Kamaal Williams will shake your expectations before delivering on Wu Hen
It’s a musical melting pot where funk, rap, R&B and jazz converge into William’s unique space of ‘Wu Funk’ and it’s breathless yet ethereal in equal measure.
His sophomore album, Wu Hen is more than just the nickname his grandma picked out for him when he was little. As he says: “to reach new heights requires separating ourselves from the material world and finding power in what’s intangible. That’s what music and art is for”.
It’s clear then that Williams has set his ambition higher; to communicate the abstract, the transcendental. This is perhaps why Williams has resisted referring to his music as jazz and instead to go for the aforementioned and eponymous ‘Wu Funk’.
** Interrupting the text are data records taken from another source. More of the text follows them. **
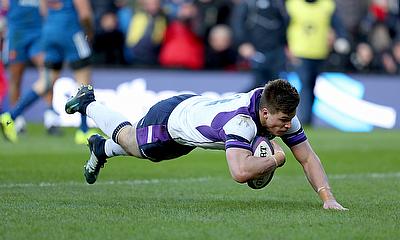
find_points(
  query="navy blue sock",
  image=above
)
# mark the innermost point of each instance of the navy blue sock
(83, 127)
(26, 100)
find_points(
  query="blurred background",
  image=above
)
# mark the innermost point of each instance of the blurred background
(342, 55)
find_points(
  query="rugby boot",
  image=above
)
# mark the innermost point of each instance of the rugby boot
(79, 102)
(7, 126)
(97, 158)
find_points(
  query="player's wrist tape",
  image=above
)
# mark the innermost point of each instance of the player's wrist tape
(276, 162)
(323, 189)
(325, 194)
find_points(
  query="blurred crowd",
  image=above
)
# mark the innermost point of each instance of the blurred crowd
(206, 34)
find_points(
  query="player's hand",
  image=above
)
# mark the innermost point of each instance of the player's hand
(333, 204)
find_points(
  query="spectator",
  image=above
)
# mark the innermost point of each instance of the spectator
(108, 44)
(379, 31)
(309, 41)
(219, 51)
(22, 47)
(146, 32)
(182, 48)
(209, 14)
(260, 33)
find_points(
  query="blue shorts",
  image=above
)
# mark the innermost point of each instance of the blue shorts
(154, 141)
(64, 46)
(22, 45)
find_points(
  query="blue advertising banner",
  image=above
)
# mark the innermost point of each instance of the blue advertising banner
(347, 102)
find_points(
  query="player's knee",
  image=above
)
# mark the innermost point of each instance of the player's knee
(127, 140)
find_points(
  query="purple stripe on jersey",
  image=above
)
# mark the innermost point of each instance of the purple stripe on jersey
(141, 135)
(253, 105)
(215, 132)
(294, 139)
(238, 144)
(160, 133)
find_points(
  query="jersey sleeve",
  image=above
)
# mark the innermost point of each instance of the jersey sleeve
(295, 134)
(239, 131)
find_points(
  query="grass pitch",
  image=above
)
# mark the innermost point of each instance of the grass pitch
(43, 194)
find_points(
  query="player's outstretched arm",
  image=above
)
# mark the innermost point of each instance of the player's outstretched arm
(315, 174)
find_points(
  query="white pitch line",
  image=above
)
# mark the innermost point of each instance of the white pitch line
(184, 180)
(127, 182)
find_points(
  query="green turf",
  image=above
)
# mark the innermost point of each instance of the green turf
(43, 194)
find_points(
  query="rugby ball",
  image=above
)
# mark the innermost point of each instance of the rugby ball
(261, 147)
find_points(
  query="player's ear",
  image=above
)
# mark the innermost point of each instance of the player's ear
(264, 112)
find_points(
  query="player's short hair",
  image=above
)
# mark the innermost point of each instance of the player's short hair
(280, 96)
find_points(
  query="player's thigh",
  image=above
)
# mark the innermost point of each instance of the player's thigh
(127, 140)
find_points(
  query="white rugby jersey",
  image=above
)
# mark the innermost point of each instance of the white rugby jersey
(222, 123)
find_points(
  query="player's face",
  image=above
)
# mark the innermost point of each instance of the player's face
(278, 123)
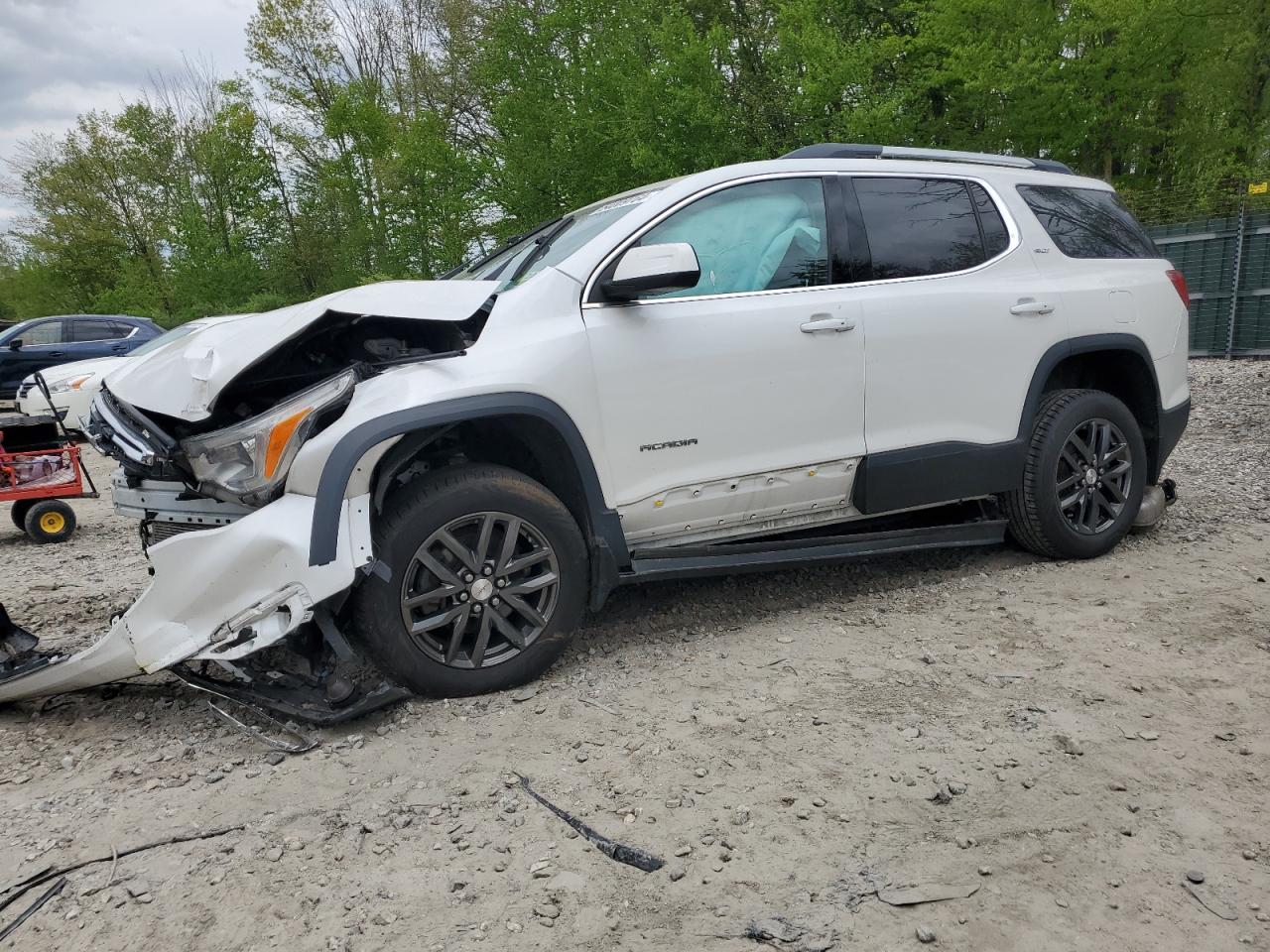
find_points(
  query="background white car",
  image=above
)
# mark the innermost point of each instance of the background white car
(73, 385)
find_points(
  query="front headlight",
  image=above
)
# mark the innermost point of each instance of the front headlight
(64, 386)
(248, 461)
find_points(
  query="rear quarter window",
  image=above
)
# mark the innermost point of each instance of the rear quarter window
(1087, 222)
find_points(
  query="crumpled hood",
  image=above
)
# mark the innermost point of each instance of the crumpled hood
(185, 379)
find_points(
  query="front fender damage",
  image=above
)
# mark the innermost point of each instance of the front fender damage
(216, 594)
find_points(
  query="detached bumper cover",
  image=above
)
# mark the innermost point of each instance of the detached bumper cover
(202, 580)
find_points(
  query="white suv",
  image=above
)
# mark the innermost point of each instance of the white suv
(847, 350)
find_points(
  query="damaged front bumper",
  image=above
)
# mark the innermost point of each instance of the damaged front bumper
(217, 594)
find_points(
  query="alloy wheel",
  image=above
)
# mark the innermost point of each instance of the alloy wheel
(480, 590)
(1093, 476)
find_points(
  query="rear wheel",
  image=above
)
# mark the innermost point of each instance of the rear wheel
(488, 579)
(1083, 479)
(50, 521)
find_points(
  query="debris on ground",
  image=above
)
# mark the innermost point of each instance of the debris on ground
(32, 909)
(631, 856)
(926, 892)
(1206, 897)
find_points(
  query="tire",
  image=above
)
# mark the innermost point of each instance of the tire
(1106, 486)
(50, 521)
(18, 513)
(471, 509)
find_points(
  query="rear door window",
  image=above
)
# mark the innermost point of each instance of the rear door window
(917, 227)
(1087, 222)
(84, 331)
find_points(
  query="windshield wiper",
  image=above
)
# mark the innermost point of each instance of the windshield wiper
(503, 246)
(544, 244)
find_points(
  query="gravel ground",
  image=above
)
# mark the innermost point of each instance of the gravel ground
(1066, 739)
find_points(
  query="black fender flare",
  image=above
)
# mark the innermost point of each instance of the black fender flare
(943, 472)
(607, 540)
(1064, 349)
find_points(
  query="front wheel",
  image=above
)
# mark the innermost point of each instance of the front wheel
(1083, 477)
(488, 580)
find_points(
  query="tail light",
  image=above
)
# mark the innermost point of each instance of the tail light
(1179, 286)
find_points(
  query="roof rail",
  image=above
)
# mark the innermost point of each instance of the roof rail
(855, 150)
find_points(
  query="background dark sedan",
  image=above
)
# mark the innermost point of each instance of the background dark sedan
(46, 341)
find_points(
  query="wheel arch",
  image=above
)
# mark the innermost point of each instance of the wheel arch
(1119, 365)
(545, 435)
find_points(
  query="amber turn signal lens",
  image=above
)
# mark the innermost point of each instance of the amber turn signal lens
(278, 438)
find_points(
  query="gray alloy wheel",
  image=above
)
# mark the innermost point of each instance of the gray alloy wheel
(480, 590)
(1093, 476)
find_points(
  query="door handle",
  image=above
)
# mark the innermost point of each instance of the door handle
(1028, 307)
(824, 321)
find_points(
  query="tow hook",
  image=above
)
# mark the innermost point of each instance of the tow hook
(1155, 502)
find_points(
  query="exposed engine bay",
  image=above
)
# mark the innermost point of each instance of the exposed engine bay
(334, 343)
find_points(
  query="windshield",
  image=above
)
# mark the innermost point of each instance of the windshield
(16, 330)
(552, 243)
(164, 339)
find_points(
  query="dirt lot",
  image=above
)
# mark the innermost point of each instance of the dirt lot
(1101, 729)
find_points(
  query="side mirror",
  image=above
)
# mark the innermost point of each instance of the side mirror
(652, 270)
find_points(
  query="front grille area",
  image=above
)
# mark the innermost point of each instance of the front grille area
(154, 531)
(116, 430)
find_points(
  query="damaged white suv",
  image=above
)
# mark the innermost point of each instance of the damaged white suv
(847, 350)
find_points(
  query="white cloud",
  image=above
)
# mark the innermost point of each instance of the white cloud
(64, 58)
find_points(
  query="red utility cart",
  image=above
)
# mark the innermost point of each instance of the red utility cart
(40, 470)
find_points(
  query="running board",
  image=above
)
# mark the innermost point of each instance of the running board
(757, 556)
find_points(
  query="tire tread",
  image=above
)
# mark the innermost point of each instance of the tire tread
(1020, 504)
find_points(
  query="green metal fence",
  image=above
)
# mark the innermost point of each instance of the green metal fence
(1225, 261)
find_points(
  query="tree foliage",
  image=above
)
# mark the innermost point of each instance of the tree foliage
(397, 137)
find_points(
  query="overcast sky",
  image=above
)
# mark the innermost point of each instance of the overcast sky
(63, 58)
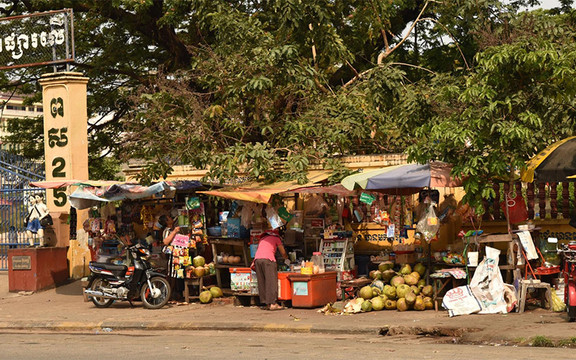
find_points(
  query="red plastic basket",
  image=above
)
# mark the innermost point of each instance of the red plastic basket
(542, 270)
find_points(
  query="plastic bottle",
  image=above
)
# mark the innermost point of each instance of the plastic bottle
(318, 261)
The genre of jazz connotes certain ideas and expectations; expectations which Wu Hen often resists, and even actively defies in its approach. There are certainly nods to John Coltrane and Herbie Hancock on tracks like "Pigalle" and "1989 "but they almost feel like the exception to the rule.
If I were to explain Wu Hen to a stranger I’d say that it sounds like a jazz record, but doesn’t play by the rules of one and that’s because it is so deliberately unafraid of genre experimentation, not just in jazz but outside of it. In fact, at any one moment Wu Hen could be an R&B album, it could be funk the next minute and then a house or breakbeat track the next minute and that’s the case from the word go.
The album’s opener "Street Dreams" delights with orchestral finesse and leaps headlong into single "One More Time", a neatly crafted and tightly wound contemporary jazz/hip-hop piece which is worth showing up for alone. Later on in the album comes "Mr Wu" which is an out-and-out frantic house banger for the ages. Wu Hen is enthralling because you simply don’t know what its going to do next.
I also don’t believe you can talk about Wu Hen without mentioning the quality of both the performances and production work on the album.
There’s a spectral ‘big-band’ quality which creeps across the album through Miguel Atwood-Ferguson and Alina Bzhezinska’s performances on the strings and harp respectively. Whilst, on the other hand there’s also a delicate intimacy and closeness afforded through the crisp drum patterns and whinnying saxophone from Greg Paul and Quinn Mason. The clarity of these performances all stand out immediately and is testament to the work done in the moment and behind the scenes to get this sounding just right.
My one piece of criticism for Wu Hen is that it can often seem quite frantic and this is due to the fact that some songs roll into others with disparate ideas and styles in a way that occasionally felt jarring but equally, I always liked where it took me, it just shook me before getting there.
Kamaal Williams’ Wu Hen knows what it is and what it doesn’t want to be. It pays respect to the music it’s imitating and iterating upon, in all of its many forms and in spite of it, it manages to carve out a space in the scenes for itself. It’s hard not to leave the album thinking anything else than that I’m definitely sold on ‘Wu Funk’.